However, if you already know the sets in $\Omega$ that you want to be able to measure, then there is a well-defined, smallest $\sigma$-algebra that contains these sets. If $\{E_i\}$ is a collection of subsets of $\Omega$, then the power set $\sigma$-algebra on $\Omega$ is a $\sigma$-algebra containing all $\{E_i\}$. Since the intersection of any number of $\sigma$-algebras on $\Omega$ containing all the $\{E_i\}$ is a $\sigma$-algebra containing all the $\{E_i\}$ the intersection of all $\sigma$-algebras containing the $\{E_i\}$ is a $\sigma$-algebra containing all the $\{E_i\}$ and is clearly the smallest such $\sigma$-algebra. We call this the $\sigma$-algebra generated by the $\{E_i\}$. Qualitatively, this is the $\sigma$-algebra formed by taking complements, finite intersections, and countable unions of members of $\{E_i\}$ until it satisfies all requirements of a $\sigma$-algebra.
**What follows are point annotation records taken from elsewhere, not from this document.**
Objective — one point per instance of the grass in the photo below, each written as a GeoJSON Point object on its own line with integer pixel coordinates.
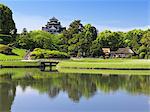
{"type": "Point", "coordinates": [19, 54]}
{"type": "Point", "coordinates": [105, 63]}
{"type": "Point", "coordinates": [19, 63]}
{"type": "Point", "coordinates": [105, 72]}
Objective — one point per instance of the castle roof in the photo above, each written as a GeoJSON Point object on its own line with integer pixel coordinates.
{"type": "Point", "coordinates": [53, 19]}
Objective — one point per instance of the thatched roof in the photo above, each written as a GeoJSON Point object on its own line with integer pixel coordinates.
{"type": "Point", "coordinates": [124, 51]}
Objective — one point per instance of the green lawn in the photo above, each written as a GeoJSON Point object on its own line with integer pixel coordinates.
{"type": "Point", "coordinates": [19, 54]}
{"type": "Point", "coordinates": [105, 72]}
{"type": "Point", "coordinates": [19, 63]}
{"type": "Point", "coordinates": [105, 63]}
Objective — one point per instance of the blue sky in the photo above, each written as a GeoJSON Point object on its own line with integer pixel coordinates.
{"type": "Point", "coordinates": [115, 15]}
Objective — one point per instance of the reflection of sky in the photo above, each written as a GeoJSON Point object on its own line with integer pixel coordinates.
{"type": "Point", "coordinates": [32, 100]}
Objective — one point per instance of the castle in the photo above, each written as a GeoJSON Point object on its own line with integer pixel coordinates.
{"type": "Point", "coordinates": [53, 26]}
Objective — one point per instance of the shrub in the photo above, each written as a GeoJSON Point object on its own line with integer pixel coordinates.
{"type": "Point", "coordinates": [5, 49]}
{"type": "Point", "coordinates": [142, 55]}
{"type": "Point", "coordinates": [47, 54]}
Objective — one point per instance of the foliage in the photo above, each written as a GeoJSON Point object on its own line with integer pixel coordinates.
{"type": "Point", "coordinates": [5, 49]}
{"type": "Point", "coordinates": [5, 39]}
{"type": "Point", "coordinates": [47, 54]}
{"type": "Point", "coordinates": [37, 39]}
{"type": "Point", "coordinates": [17, 54]}
{"type": "Point", "coordinates": [7, 24]}
{"type": "Point", "coordinates": [112, 40]}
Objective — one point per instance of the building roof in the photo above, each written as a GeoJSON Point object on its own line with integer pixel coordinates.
{"type": "Point", "coordinates": [124, 51]}
{"type": "Point", "coordinates": [53, 19]}
{"type": "Point", "coordinates": [106, 50]}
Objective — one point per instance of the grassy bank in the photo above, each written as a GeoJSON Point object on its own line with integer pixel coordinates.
{"type": "Point", "coordinates": [105, 63]}
{"type": "Point", "coordinates": [105, 72]}
{"type": "Point", "coordinates": [19, 63]}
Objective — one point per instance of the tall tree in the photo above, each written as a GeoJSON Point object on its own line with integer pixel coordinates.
{"type": "Point", "coordinates": [71, 37]}
{"type": "Point", "coordinates": [7, 24]}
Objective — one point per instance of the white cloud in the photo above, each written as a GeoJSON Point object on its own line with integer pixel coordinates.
{"type": "Point", "coordinates": [102, 28]}
{"type": "Point", "coordinates": [29, 22]}
{"type": "Point", "coordinates": [36, 22]}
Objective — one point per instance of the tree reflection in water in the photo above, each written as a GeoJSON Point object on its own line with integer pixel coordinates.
{"type": "Point", "coordinates": [75, 85]}
{"type": "Point", "coordinates": [7, 93]}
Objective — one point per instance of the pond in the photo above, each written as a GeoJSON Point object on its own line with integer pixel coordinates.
{"type": "Point", "coordinates": [30, 90]}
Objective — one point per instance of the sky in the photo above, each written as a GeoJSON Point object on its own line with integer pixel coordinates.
{"type": "Point", "coordinates": [116, 15]}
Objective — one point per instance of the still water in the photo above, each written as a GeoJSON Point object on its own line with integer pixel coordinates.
{"type": "Point", "coordinates": [29, 90]}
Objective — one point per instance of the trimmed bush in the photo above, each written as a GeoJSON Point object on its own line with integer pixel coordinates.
{"type": "Point", "coordinates": [5, 49]}
{"type": "Point", "coordinates": [47, 54]}
{"type": "Point", "coordinates": [142, 55]}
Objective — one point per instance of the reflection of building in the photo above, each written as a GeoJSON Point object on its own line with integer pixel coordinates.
{"type": "Point", "coordinates": [106, 51]}
{"type": "Point", "coordinates": [122, 53]}
{"type": "Point", "coordinates": [53, 26]}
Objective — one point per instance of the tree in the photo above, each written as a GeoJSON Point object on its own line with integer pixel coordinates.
{"type": "Point", "coordinates": [7, 25]}
{"type": "Point", "coordinates": [133, 39]}
{"type": "Point", "coordinates": [71, 37]}
{"type": "Point", "coordinates": [89, 34]}
{"type": "Point", "coordinates": [144, 50]}
{"type": "Point", "coordinates": [38, 39]}
{"type": "Point", "coordinates": [112, 40]}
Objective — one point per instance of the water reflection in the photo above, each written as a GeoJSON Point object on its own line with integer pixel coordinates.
{"type": "Point", "coordinates": [7, 94]}
{"type": "Point", "coordinates": [75, 85]}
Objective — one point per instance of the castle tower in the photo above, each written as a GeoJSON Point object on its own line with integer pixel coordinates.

In your example, you want to be able to measure the probability of having at least one head. The only set you want to measure in this is now $\{HT, TH, HH\}$. When we go through this process, we obtain the $\sigma$-algebra $$\mathcal{F} = \{\emptyset, \{TT\}, \{HT, TH, HH\}, \{HH, HT, TH, TT\}$$ as the smallest $\sigma$-algebra that makes $\{HT, TH, HH\}$ measurable.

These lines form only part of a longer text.